Day Joy Shares “Not Anymore” Track Via The 405 | New Album ‘Great Satan, Mass Appeal’ Out Later This Year

“‘Not Anymore’ is an absolute stunner.”
– The 405
Day Joy, the project of Orlando based singer-songwriter Michael Serrin, has released a new single entitled “Not Anymore” via The 405. It will be featured on his first LP in 6 years entitled ‘Great Satan Mass Appeal’ out later this year.
Formed in 2013, Day Joy is the project of Orlando-based songwriter, Michael Serrin. Originally, Serrin wrote and recorded his sleepy melodic songs to help his partner sleep through episodic night terrors (hence the project’s ideologically opposite name). Soon after releasing the album Go to Sleep, Mess to critical acclaim, Serrin assembled a lineup of musicians to perform live and tour nationally.
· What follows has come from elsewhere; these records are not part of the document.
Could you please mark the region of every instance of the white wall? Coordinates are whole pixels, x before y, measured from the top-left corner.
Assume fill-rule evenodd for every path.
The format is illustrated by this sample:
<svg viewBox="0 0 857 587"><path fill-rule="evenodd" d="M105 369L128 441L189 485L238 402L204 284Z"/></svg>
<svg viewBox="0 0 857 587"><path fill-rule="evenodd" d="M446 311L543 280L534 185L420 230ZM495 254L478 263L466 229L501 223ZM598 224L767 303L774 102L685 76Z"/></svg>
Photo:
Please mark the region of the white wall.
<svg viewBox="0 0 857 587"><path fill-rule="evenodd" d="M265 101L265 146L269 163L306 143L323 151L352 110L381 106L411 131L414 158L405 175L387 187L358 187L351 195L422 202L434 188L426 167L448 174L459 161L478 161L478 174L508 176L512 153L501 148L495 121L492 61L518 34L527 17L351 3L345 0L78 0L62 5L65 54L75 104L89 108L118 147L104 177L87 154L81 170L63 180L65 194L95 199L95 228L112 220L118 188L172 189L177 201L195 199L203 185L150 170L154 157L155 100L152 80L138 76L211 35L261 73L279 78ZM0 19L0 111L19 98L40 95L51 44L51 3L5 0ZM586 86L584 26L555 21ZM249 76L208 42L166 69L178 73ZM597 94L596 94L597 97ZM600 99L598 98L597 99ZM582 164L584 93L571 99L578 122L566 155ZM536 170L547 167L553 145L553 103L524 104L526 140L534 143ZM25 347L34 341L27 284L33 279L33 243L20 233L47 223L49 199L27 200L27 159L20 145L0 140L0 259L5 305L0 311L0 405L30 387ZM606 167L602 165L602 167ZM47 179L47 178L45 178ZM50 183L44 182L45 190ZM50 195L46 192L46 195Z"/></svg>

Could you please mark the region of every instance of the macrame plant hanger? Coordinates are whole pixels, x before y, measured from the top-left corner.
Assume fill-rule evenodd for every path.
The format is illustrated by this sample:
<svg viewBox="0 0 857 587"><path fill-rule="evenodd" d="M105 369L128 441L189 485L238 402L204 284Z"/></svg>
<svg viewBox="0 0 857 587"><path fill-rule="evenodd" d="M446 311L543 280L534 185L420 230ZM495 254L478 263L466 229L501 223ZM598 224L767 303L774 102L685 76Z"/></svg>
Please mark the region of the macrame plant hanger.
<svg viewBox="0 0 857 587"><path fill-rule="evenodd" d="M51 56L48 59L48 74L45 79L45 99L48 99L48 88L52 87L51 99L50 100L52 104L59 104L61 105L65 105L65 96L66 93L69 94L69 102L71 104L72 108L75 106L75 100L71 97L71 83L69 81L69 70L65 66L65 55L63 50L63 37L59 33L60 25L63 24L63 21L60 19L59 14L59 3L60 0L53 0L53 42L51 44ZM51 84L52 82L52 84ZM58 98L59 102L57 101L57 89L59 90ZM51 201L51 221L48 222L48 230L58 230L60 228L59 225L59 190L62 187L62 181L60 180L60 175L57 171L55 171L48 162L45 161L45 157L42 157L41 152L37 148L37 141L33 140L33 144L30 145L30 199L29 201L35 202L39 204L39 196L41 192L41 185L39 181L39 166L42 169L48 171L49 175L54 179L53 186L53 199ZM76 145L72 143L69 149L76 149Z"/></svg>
After just one year of touring in support of their debut album, Day Joy disassembled following the tragic death of Serrin’s younger brother. Nearly four years passed as the Day Joy songwriter struggled to recover, “flattened” by the loss.

The forthcoming LP, “Great Satan, Mass Appeal” chronicles those troubled years walking the fine line between despondency and dimly-lit revelation. As the album attests, no topic is too grand for musing in a time of crisis. From the existential to the socio-political, the outside world of colliding ideas becomes the internal debate of what will really matter in the end.

Today Day Joy consists of a four-piece outfit: Michael Serrin on guitar and lead vocals, Greyson Charnock on bass and harmony vocals, Joey Davoli on piano, horns, and auxiliary percussion, and Noah Gordon on drums. They plan to tour and release their sophomore LP, “Great Satan, Mass Appeal” in the Spring of 2019.

Day Joy frontman Michael Serrin tracked out the earliest drafts of his sophomore LP wherever he could – quietly picking out guitar and piano lines in his Orlando apartment or tracking vocals overnight in the coffee shop he worked by day. The resultant recordings are rough around the edges. There are moments when you hear a train or motorcycle in the distant background. Yet the natural city ambiance works well with the organic sonic landscape of this record. The lo-fidelity recording process highlights the fragile realism of Serrin’s lyricism and moody reflections of trauma and love lost. The fragmented and emotional early recordings took their final form when Serrin teamed up with Orlando songwriter and engineer, Greyson Charnock of Old Familiar Sound.

After a long polishing process, the record was titled after its’ centerpiece, “Great Satan, Mass Appeal” – a song Serrin wrote on the night of his younger brother’s funeral. He laments the loss of life yet, even more, the loss of truth. This is the thematic territory in which the record resides – fumbling through the dark for an answer worth justifying life’s suffering.